Overlook students themselves are aware of the impact of moving on their school work. "I think you decrease instead of increase," said Michael Rich, 12, a superior math student who attended two other schools before Overlook.

"Let's say I'm going to Princeton an elementary school near Andrews Air Force Base for three months and we are doing division. Then I go to District Heights and they're doing multiplication. I'm behind. Then you come to Overlook and they're doing something else. At the end of the year I've learned nothing in math."

Prince George's has a large stock of apartments, almost as many as Fairfax and Montgomery counties combined. Parents move in and out of rental units when they divorce, when rents become too high in one area or when the family is on its way to purchasing its first private home, said Overlook principal Robert N. Griffin.

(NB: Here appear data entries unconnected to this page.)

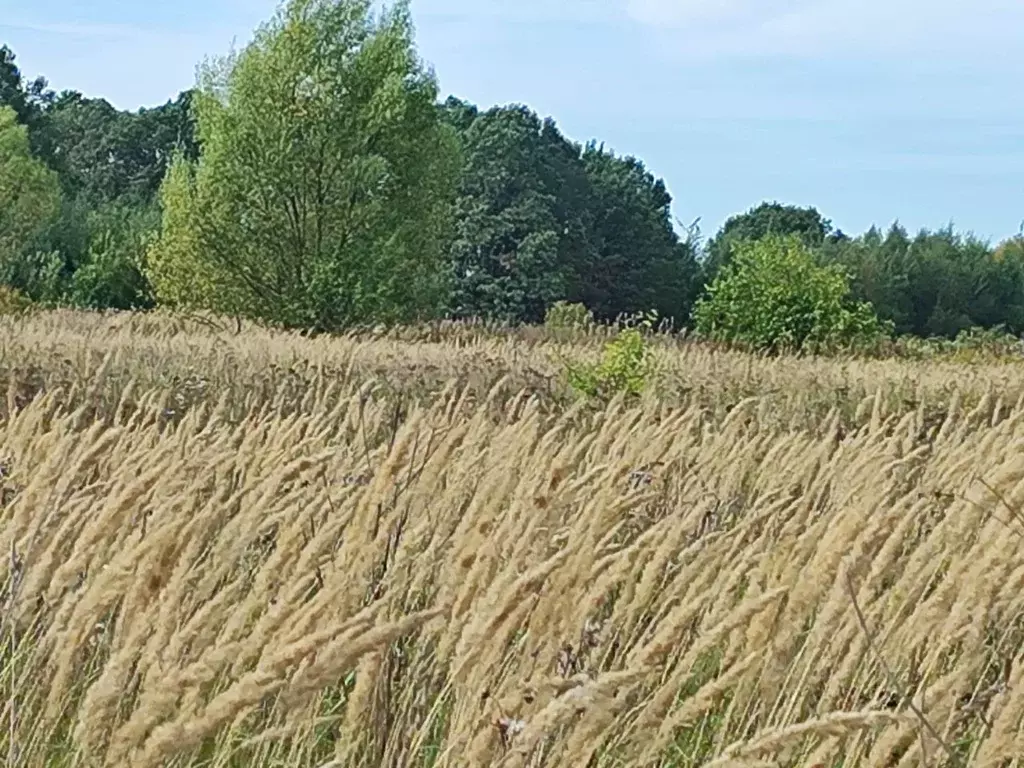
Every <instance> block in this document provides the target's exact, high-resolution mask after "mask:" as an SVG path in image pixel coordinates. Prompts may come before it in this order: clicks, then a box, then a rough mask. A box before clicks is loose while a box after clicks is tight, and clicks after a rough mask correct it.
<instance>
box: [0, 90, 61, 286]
mask: <svg viewBox="0 0 1024 768" xmlns="http://www.w3.org/2000/svg"><path fill="white" fill-rule="evenodd" d="M59 205H60V187H59V184H58V182H57V177H56V174H55V173H54V172H53V171H51V170H50V169H48V168H47V167H46V166H45V165H44V164H43V163H42V162H41V161H39V160H37V159H36V158H34V157H33V156H32V150H31V146H30V143H29V131H28V128H27V127H26V126H24V125H20V124H19V123H18V122H17V114H16V113H15V112H14V111H13V110H12V109H10V108H9V106H0V282H3V283H5V284H7V285H11V286H13V287H14V288H18V289H23V290H24V289H27V288H29V287H30V284H31V282H32V281H33V279H34V278H35V275H34V274H32V273H31V271H32V257H33V256H34V254H33V253H32V250H33V248H34V246H36V245H38V243H37V239H38V237H39V236H40V233H41V232H42V231H43V230H44V228H45V226H46V224H47V222H48V221H49V220H50V219H52V218H53V216H55V215H56V213H57V210H58V208H59Z"/></svg>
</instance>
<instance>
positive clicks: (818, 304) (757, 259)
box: [693, 236, 892, 351]
mask: <svg viewBox="0 0 1024 768" xmlns="http://www.w3.org/2000/svg"><path fill="white" fill-rule="evenodd" d="M849 295H850V286H849V279H848V276H847V275H846V274H845V273H844V272H843V271H842V270H841V268H840V267H838V266H836V265H827V266H822V265H819V264H818V263H817V262H816V261H815V259H814V255H813V253H812V252H811V251H810V250H809V249H808V248H807V247H806V246H805V245H804V244H803V243H801V241H800V240H799V239H798V238H795V237H778V236H769V237H767V238H764V239H762V240H759V241H754V242H750V241H748V242H741V243H738V244H737V245H736V246H735V252H734V255H733V260H732V261H731V262H730V263H729V264H727V265H726V266H725V267H724V268H723V269H722V272H721V273H720V274H719V276H718V278H717V279H716V280H715V282H714V283H713V284H712V285H711V286H710V287H709V289H708V293H707V295H706V296H705V297H702V298H701V299H700V300H699V301H698V302H697V305H696V307H695V309H694V312H693V318H694V325H695V328H696V331H697V332H698V333H699V334H701V335H703V336H706V337H708V338H711V339H714V340H716V341H725V342H733V343H739V344H741V345H744V346H749V347H753V348H756V349H771V350H778V349H795V348H796V349H810V350H818V351H820V350H823V349H826V348H831V347H837V346H861V345H863V346H870V345H876V344H878V342H879V340H880V339H883V338H885V337H887V336H889V335H890V334H891V333H892V330H891V324H888V323H883V322H882V321H880V319H879V318H878V316H877V315H876V313H874V310H873V308H872V306H871V305H870V304H869V303H866V302H860V303H855V302H852V301H850V299H849Z"/></svg>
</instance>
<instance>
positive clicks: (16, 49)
mask: <svg viewBox="0 0 1024 768" xmlns="http://www.w3.org/2000/svg"><path fill="white" fill-rule="evenodd" d="M275 7H276V2H275V0H174V2H165V3H157V2H152V1H147V0H88V2H85V1H82V0H79V1H73V0H32V2H26V0H20V1H17V2H15V0H0V43H6V44H8V45H9V46H10V47H11V48H12V49H13V50H14V52H15V54H16V55H17V60H18V63H19V66H20V67H22V70H23V72H24V73H25V74H26V75H28V76H31V77H35V76H36V75H40V74H41V75H44V76H46V77H47V79H48V80H49V81H50V84H51V86H52V87H54V88H55V89H57V90H60V89H65V88H72V89H75V90H79V91H82V92H84V93H86V94H87V95H90V96H103V97H105V98H106V99H109V100H110V101H111V102H112V103H114V104H115V105H117V106H119V108H123V109H136V108H138V106H141V105H155V104H158V103H162V102H164V101H166V100H167V99H169V98H173V97H174V96H175V95H176V94H177V93H178V92H179V91H180V90H182V89H184V88H187V87H190V86H191V85H193V83H194V82H195V68H196V65H197V63H198V62H200V61H201V60H202V59H203V58H204V56H207V55H219V54H222V53H225V52H227V51H228V50H229V49H230V48H231V46H232V44H236V45H244V44H245V43H246V42H247V40H248V39H249V37H250V35H251V34H252V31H253V30H254V29H255V28H256V27H257V26H258V25H259V24H260V23H261V22H262V20H264V19H266V18H268V17H269V16H270V15H271V14H272V12H273V10H274V8H275ZM412 7H413V13H414V17H415V20H416V25H417V41H418V47H419V50H420V54H421V55H422V57H423V58H424V59H426V61H428V62H429V63H430V65H432V66H433V68H434V69H435V71H436V73H437V76H438V79H439V81H440V85H441V91H442V95H447V94H454V95H457V96H460V97H462V98H466V99H468V100H470V101H472V102H474V103H477V104H479V105H482V106H490V105H494V104H506V103H525V104H528V105H529V106H531V108H534V109H535V110H537V111H538V112H539V113H541V114H542V115H544V116H551V117H553V118H554V119H555V120H556V121H557V123H558V125H559V126H560V128H561V129H562V131H563V132H564V133H565V134H566V135H567V136H569V137H570V138H572V139H574V140H578V141H581V142H582V141H586V140H588V139H591V138H595V139H598V140H601V141H604V142H605V145H606V146H607V147H609V148H611V150H614V151H615V152H616V153H620V154H623V155H632V156H635V157H638V158H640V159H642V160H643V161H644V162H645V163H646V165H647V167H648V168H649V169H650V170H651V171H652V172H653V173H654V174H655V175H656V176H658V177H662V178H664V179H665V180H666V183H667V185H668V187H669V189H670V191H671V193H672V194H673V197H674V205H673V212H674V215H675V217H676V218H677V219H678V220H679V222H680V223H681V224H683V225H688V224H690V223H692V222H693V221H695V220H697V219H699V226H700V229H701V231H702V232H703V234H705V236H707V237H711V236H713V234H714V232H715V231H716V230H717V229H718V228H719V226H721V224H722V223H723V222H724V221H725V219H726V218H727V217H728V216H730V215H733V214H736V213H740V212H742V211H744V210H748V209H750V208H751V207H753V206H755V205H757V204H759V203H761V202H763V201H776V200H777V201H779V202H782V203H787V204H794V205H800V206H815V207H816V208H817V209H818V210H820V211H821V212H822V214H824V215H825V216H826V217H827V218H829V219H831V221H833V222H834V224H835V225H836V226H838V227H840V228H842V229H843V230H844V231H846V232H848V233H851V234H852V233H858V232H861V231H863V230H865V229H867V228H868V227H869V226H871V225H872V224H876V225H879V226H882V227H887V226H888V225H890V224H891V223H893V222H894V221H895V220H899V221H900V222H901V223H902V224H903V225H904V226H906V227H907V228H909V229H910V230H911V231H915V230H918V229H920V228H922V227H928V228H938V227H941V226H945V225H947V224H949V223H951V224H953V226H955V227H956V228H957V229H958V230H961V231H971V232H973V233H975V234H977V236H978V237H981V238H983V239H987V240H991V241H993V242H994V241H998V240H1001V239H1005V238H1008V237H1011V236H1013V234H1016V233H1018V231H1020V230H1021V227H1022V222H1024V88H1022V87H1021V83H1022V82H1024V56H1022V55H1021V50H1022V49H1024V2H1022V1H1021V0H973V2H970V3H969V2H967V0H784V1H783V0H412Z"/></svg>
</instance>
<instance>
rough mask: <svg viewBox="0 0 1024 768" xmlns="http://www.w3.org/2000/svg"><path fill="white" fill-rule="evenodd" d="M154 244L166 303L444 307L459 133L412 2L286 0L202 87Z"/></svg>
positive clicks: (394, 310)
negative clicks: (441, 97) (412, 14)
mask: <svg viewBox="0 0 1024 768" xmlns="http://www.w3.org/2000/svg"><path fill="white" fill-rule="evenodd" d="M194 98H195V110H196V117H197V135H198V137H199V142H200V145H201V147H202V157H201V159H200V161H199V163H198V164H191V163H189V162H188V161H187V159H186V158H184V157H183V156H181V155H179V156H178V158H177V159H176V160H175V161H174V162H172V164H171V166H170V170H169V173H168V176H167V179H166V180H165V183H164V185H163V189H162V205H163V213H164V217H163V225H162V231H161V238H160V240H159V242H157V243H156V244H155V245H154V247H153V249H151V250H150V252H148V253H147V265H146V267H147V274H148V276H150V279H151V281H152V283H153V285H154V288H155V291H156V295H157V298H158V300H161V301H163V302H166V303H171V304H186V305H188V304H190V305H194V306H201V307H204V308H209V309H213V310H216V311H221V312H227V313H232V314H239V315H246V316H251V317H254V318H258V319H262V321H265V322H268V323H272V324H275V325H283V326H287V327H301V328H309V329H317V330H332V329H338V328H343V327H346V326H349V325H352V324H356V323H364V322H385V323H387V322H403V321H413V319H416V318H419V317H424V316H430V315H433V314H435V313H436V312H438V311H440V309H441V308H442V306H443V302H444V299H445V291H446V288H447V286H446V284H445V280H444V276H445V273H446V269H445V262H444V257H445V255H446V254H445V245H446V243H447V242H449V237H450V233H449V221H450V216H451V210H452V203H453V200H454V197H455V193H456V184H457V182H458V176H457V173H458V151H459V147H458V141H457V139H456V137H455V134H454V131H452V130H451V128H450V127H447V126H445V125H444V124H443V123H442V121H441V116H440V110H439V106H438V104H437V102H436V99H437V87H436V82H435V80H434V77H433V75H432V74H431V73H429V72H428V71H426V70H425V68H424V67H423V66H422V63H421V62H420V61H419V59H418V58H417V56H416V52H415V49H414V46H413V25H412V20H411V15H410V11H409V8H408V5H407V4H406V3H399V4H398V5H396V6H393V7H391V8H390V9H389V10H387V11H385V12H383V13H382V14H380V15H375V14H374V13H373V12H372V2H371V1H370V0H290V2H288V3H286V4H285V5H284V6H283V7H282V8H281V9H280V10H279V12H278V13H276V15H275V16H274V17H273V18H272V19H271V20H270V22H269V23H268V24H266V25H264V26H263V27H262V28H260V30H259V31H258V32H257V33H256V36H255V39H254V40H253V42H252V43H251V44H250V45H249V46H248V47H246V48H245V49H244V50H243V51H242V52H241V53H240V54H239V55H238V56H236V57H232V58H228V59H224V60H222V61H220V62H219V63H217V65H215V66H214V67H211V68H209V69H208V70H207V71H206V72H205V74H204V76H203V78H202V87H201V88H200V89H199V91H198V92H197V93H196V95H195V96H194Z"/></svg>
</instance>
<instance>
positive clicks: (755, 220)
mask: <svg viewBox="0 0 1024 768" xmlns="http://www.w3.org/2000/svg"><path fill="white" fill-rule="evenodd" d="M376 7H377V4H375V3H374V2H372V0H289V1H288V2H287V3H286V4H285V5H284V6H283V7H282V8H281V9H280V10H279V12H278V13H276V14H275V15H274V16H273V17H272V18H271V19H269V20H268V22H267V23H266V24H265V25H263V26H262V27H261V28H260V29H259V30H258V32H257V34H256V36H255V38H254V40H253V42H252V43H251V44H250V45H248V46H247V47H246V48H244V49H243V50H242V51H240V52H239V53H238V54H232V55H230V56H227V57H224V58H221V59H216V60H214V61H213V62H212V63H211V65H209V66H207V67H205V68H204V69H202V71H201V73H202V74H201V77H200V78H199V81H198V83H197V85H196V87H195V88H191V89H189V90H185V91H182V92H181V93H180V94H179V95H178V96H177V97H176V98H174V99H172V100H169V101H167V102H166V103H164V104H160V105H156V106H154V108H152V109H142V110H137V111H134V112H128V111H123V110H118V109H116V108H115V106H114V105H112V104H111V103H110V102H109V101H106V100H104V99H103V98H101V97H97V96H91V95H85V94H82V93H80V92H77V91H73V90H66V91H61V92H55V91H53V90H52V89H51V88H50V86H49V84H48V82H47V81H46V79H45V78H44V77H36V78H35V79H30V78H27V77H26V76H25V75H24V74H23V73H22V71H20V70H19V68H18V66H17V62H16V59H15V55H14V53H13V51H11V50H10V49H9V48H8V47H6V46H0V110H2V113H0V114H2V118H0V126H2V128H0V144H2V146H0V153H2V158H0V205H2V206H3V207H2V208H0V256H2V259H3V264H4V266H3V272H2V274H0V281H2V282H3V283H4V284H6V285H8V286H11V287H14V288H17V289H18V290H19V291H22V292H23V293H24V294H25V295H26V296H28V297H29V298H30V299H32V300H33V301H36V302H42V303H50V304H58V303H70V304H74V305H78V306H83V307H93V308H108V307H113V308H121V309H128V308H147V307H152V306H154V305H155V304H159V303H162V304H170V305H186V306H200V307H207V308H211V309H214V310H216V311H220V312H228V313H234V314H245V315H248V316H252V317H257V318H260V319H263V321H266V322H270V323H274V324H282V325H286V326H290V327H300V328H312V329H322V330H326V329H340V328H345V327H349V326H352V325H357V324H364V323H378V322H384V323H399V322H407V321H414V319H417V318H423V317H435V316H442V315H443V316H451V317H486V318H493V319H499V321H504V322H510V323H538V322H540V321H542V319H543V318H544V317H545V314H546V313H547V312H548V310H550V309H551V308H552V307H553V306H556V305H557V304H559V302H569V303H571V304H582V305H585V306H586V308H587V310H589V311H590V312H592V313H593V315H594V316H595V317H597V318H598V319H602V321H609V319H613V318H615V317H616V316H620V315H622V314H634V313H637V312H647V311H650V310H654V311H656V312H657V313H658V315H659V316H663V317H671V318H673V319H674V321H675V325H676V326H677V327H681V326H694V325H695V326H696V327H698V328H701V327H703V328H708V327H710V326H709V323H711V321H710V319H709V318H710V317H711V316H712V313H711V309H709V308H708V307H709V306H711V304H710V303H709V302H713V301H718V300H719V299H720V298H721V297H722V296H724V295H725V292H727V291H726V289H725V288H723V286H728V285H732V286H733V287H735V286H738V285H739V283H737V282H736V281H738V280H739V279H738V278H737V276H736V275H737V273H738V272H737V271H736V270H730V265H731V264H732V261H733V259H734V258H736V255H737V254H740V253H742V254H745V256H744V258H746V260H748V261H750V260H751V259H752V258H753V256H752V254H761V256H763V257H765V258H767V256H766V254H774V255H773V256H772V258H773V259H774V261H772V262H771V263H772V264H776V265H777V264H786V265H787V266H786V268H790V267H793V268H795V269H797V268H798V267H799V270H802V271H799V274H800V275H804V276H799V275H797V276H795V275H791V274H788V272H786V271H785V269H769V268H768V266H769V264H768V262H764V263H762V264H761V267H760V268H761V269H762V271H761V272H759V274H760V275H761V276H759V278H757V280H762V279H765V280H767V278H765V276H764V275H770V276H771V280H773V281H776V282H778V283H779V284H780V285H779V286H777V287H776V293H780V294H782V293H785V292H786V291H790V292H792V291H795V290H797V288H796V286H797V284H798V283H799V281H800V280H804V278H807V275H818V276H821V275H824V274H826V272H819V271H815V270H817V269H819V268H827V274H829V275H833V276H830V278H828V281H825V280H824V279H823V278H822V282H820V283H819V282H817V278H815V279H814V280H811V279H810V278H807V280H806V281H805V282H804V284H802V285H803V286H804V289H806V290H808V291H811V292H812V293H813V291H816V290H817V289H818V288H820V287H821V286H824V285H828V286H831V285H834V283H835V280H838V279H836V278H835V275H839V274H843V275H846V276H845V278H844V280H845V281H846V283H845V284H844V285H847V286H848V289H849V299H848V300H847V299H844V301H845V302H847V304H844V306H847V305H849V306H853V305H863V304H870V305H871V306H872V307H873V309H874V311H876V312H877V313H878V316H879V318H881V321H882V322H883V323H884V324H888V325H891V327H892V328H893V329H894V330H895V332H896V333H897V334H900V335H903V334H913V335H918V336H945V337H950V338H951V337H954V336H956V335H957V334H959V333H962V332H964V331H966V330H968V329H975V328H983V329H995V328H1002V329H1005V330H1007V331H1009V332H1011V333H1014V334H1024V245H1022V243H1024V239H1022V238H1021V237H1018V238H1013V239H1010V240H1009V241H1007V242H1005V243H1001V244H998V243H997V244H989V243H986V242H983V241H981V240H978V239H977V238H974V237H972V236H969V234H963V233H959V232H956V231H954V230H953V229H952V228H951V227H944V228H940V229H936V230H928V229H925V230H922V231H920V232H916V233H911V232H908V231H907V230H906V229H905V228H903V227H901V226H900V225H899V224H898V223H894V224H892V225H891V226H888V228H884V227H871V228H869V229H868V230H867V231H866V232H863V233H862V234H859V236H856V237H850V236H848V234H846V233H844V232H843V231H841V230H839V229H837V228H836V227H835V226H834V225H833V223H831V221H830V220H829V219H828V218H827V217H826V216H825V215H824V214H823V213H821V212H820V211H818V210H817V209H816V208H814V207H812V206H799V205H795V204H790V203H783V202H779V201H771V200H766V201H764V202H761V203H758V204H757V205H755V206H754V207H752V208H750V209H748V210H746V211H745V212H742V213H739V214H737V215H735V216H732V217H730V218H729V219H728V220H727V221H726V222H725V223H724V224H723V225H722V227H721V228H720V229H719V230H718V231H717V232H716V233H715V234H714V237H712V238H711V239H710V240H709V241H708V242H707V243H706V244H702V245H701V244H700V243H698V242H697V240H696V239H695V238H693V237H692V233H687V232H684V231H681V230H680V229H679V227H677V226H676V225H675V224H674V219H673V215H672V204H673V200H672V196H671V195H670V194H669V190H668V187H667V185H666V183H665V181H664V180H663V179H662V178H659V177H658V176H657V175H656V174H655V173H654V172H653V171H652V170H650V169H648V168H647V167H646V165H645V164H644V163H643V161H642V160H640V159H638V158H636V157H633V156H630V155H623V154H617V153H615V152H612V151H610V150H608V148H606V147H605V145H604V144H603V143H601V142H600V141H599V140H597V139H593V138H591V139H588V140H587V141H586V142H578V141H575V140H573V139H571V138H569V137H567V136H565V135H564V134H563V133H562V131H561V129H560V128H559V126H558V124H557V123H556V122H555V120H554V119H553V118H551V117H545V116H542V115H540V114H538V113H537V112H535V111H534V110H531V109H530V108H529V106H527V105H525V104H521V103H513V104H502V105H495V106H484V108H480V106H477V105H476V104H472V103H470V102H468V101H465V100H461V99H459V98H456V97H454V96H453V97H449V98H447V99H446V100H444V101H442V100H441V99H440V97H439V96H440V94H439V93H438V86H437V81H436V79H435V77H434V75H433V73H432V72H431V71H430V70H429V69H428V68H427V67H426V65H425V63H424V62H422V61H421V60H420V59H419V58H418V56H417V52H416V49H415V44H414V29H413V25H412V22H411V17H410V13H409V8H408V4H407V3H404V2H398V3H397V4H395V5H393V6H391V7H390V8H389V9H386V10H384V11H380V12H378V11H375V10H374V9H375V8H376ZM699 191H700V190H699V189H689V190H687V195H688V197H690V198H691V199H696V200H699ZM778 239H782V241H784V242H786V243H788V244H790V245H788V246H786V247H785V248H781V247H780V246H779V243H780V242H782V241H779V240H778ZM764 243H767V244H768V245H765V246H764V248H762V249H761V250H758V249H757V248H755V247H754V246H755V245H757V244H764ZM793 244H799V249H798V248H797V247H796V246H794V245H793ZM783 256H784V257H785V258H782V257H783ZM798 256H799V258H797V257H798ZM808 258H809V259H810V260H811V261H810V262H808V261H807V259H808ZM794 259H796V260H794ZM812 263H813V266H814V269H812V268H811V265H812ZM751 269H753V266H751V264H748V266H746V272H745V274H746V276H748V278H751V275H752V274H754V273H753V272H752V271H751ZM719 278H722V281H719ZM727 278H728V280H726V279H727ZM834 279H835V280H834ZM751 280H754V279H753V278H751ZM729 281H732V283H731V284H730V283H729ZM829 281H833V282H829ZM716 284H717V285H718V288H714V286H716ZM755 284H757V285H758V286H760V287H759V289H758V290H764V291H767V290H768V286H767V284H761V283H756V281H755V283H748V284H744V285H755ZM835 285H836V286H838V285H839V284H838V283H835ZM812 289H813V290H812ZM729 290H732V289H729ZM801 290H803V289H801ZM837 290H838V289H837ZM701 297H702V301H701V302H700V304H699V306H701V307H703V308H702V309H701V310H699V311H697V312H696V313H694V307H695V306H697V305H698V304H697V302H698V299H700V298H701ZM851 302H852V303H851ZM841 303H842V302H841ZM719 304H721V301H719ZM716 311H718V310H716ZM752 311H753V310H752ZM719 319H721V317H720V318H719ZM794 322H796V321H794ZM716 323H718V321H716ZM712 325H714V324H712ZM719 325H720V324H719ZM794 333H796V334H797V335H798V336H799V335H801V334H803V332H802V331H801V332H799V333H798V332H797V331H794Z"/></svg>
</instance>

All of these reasons played a part in moving Don Feliciana, an average student, from school to school. His mother, Carolyn Feliciana Conner, a contract specialist with the Coast Guard, said she moved back and forth between the home of a sister in Capitol Heights and an apartment in Forrestville following a marital separation in 1973. During that time, she also was saving for the house she bought near Overlook in 1982, which caused Don's latest--and she says last--move. "Yes, maybe if I could have stayed in one place his reading/math level might be a little higher than what it is," Conner said.

"For a single parent raising a kid and forced by circumstance to move from place to place, it's hard," she said.

Prince George's, recognizing the problems such students have, has taken steps to help them.

"The new kid on the block may test the protocol in the school," said Ginny Beauchamp, who is part of Prince George's two-member Student Mobility Project, a federally funded program to develop strategies for easing problems in schools with high turnover. "That can be disruptive."

Under the Mobility Project, each of the county's 44 participating schools develops plans and materials designed to make new students feel at home.

There are printed welcome packages with maps and information on the area. The package used at Chillum Elementary, for example, features a 'no homework coupon' good for one incomplete assignment without penalties, and one free pass to the water fountain.

There also is the buddy system, the most common strategy used in coping with high turnover, according to the Cornille study.

At Overlook each new student is assigned a classroom buddy, a bus buddy and sometimes a neighborhood buddy.

New students at Overlook also are encouraged to take advantage of a standing invitation to lunch with guidance counselor Oretha Bridgewater.

"I have an overload at lunch time," said Bridgewater, who splits her time between Overlook and John Bayne Elementary. "Anyone who knows of a new child will come to me and say, 'I know a new child.' So that will give that child and a new person a chance to have lunch with me," Bridgewater said. "I don't even have to wait for the teachers to give me names."

Teachers also must make adjustments for their highly mobile students.

Reid leaves a permanent welcome bulletin board at her classroom door and enforces strict discipline once the students cross the threshold.

Where county rules require work to be graded at least once a week, students in her class get a grade in every subject taught every day. Behavior is charted daily on a separate bulletin board.

Reid says her students, especially the high proportion from single-parent homes, demand a lot from their teachers.

"They will slip up and call me mama sometimes," she said. "They will get as close as I let them get. I see myself as an authority figure. I can't get close enough to be a pal." But she does get close enough to feel loss when her students leave.

"You do feel sad if a student was not having success, then they become successful and then they leave," she said. "But then again you never see the end result in teaching."

"They just have to work a little harder," said Bridgewater of children who move frequently. "Their parents have to work with them and encourage them. Most likely they will keep moving."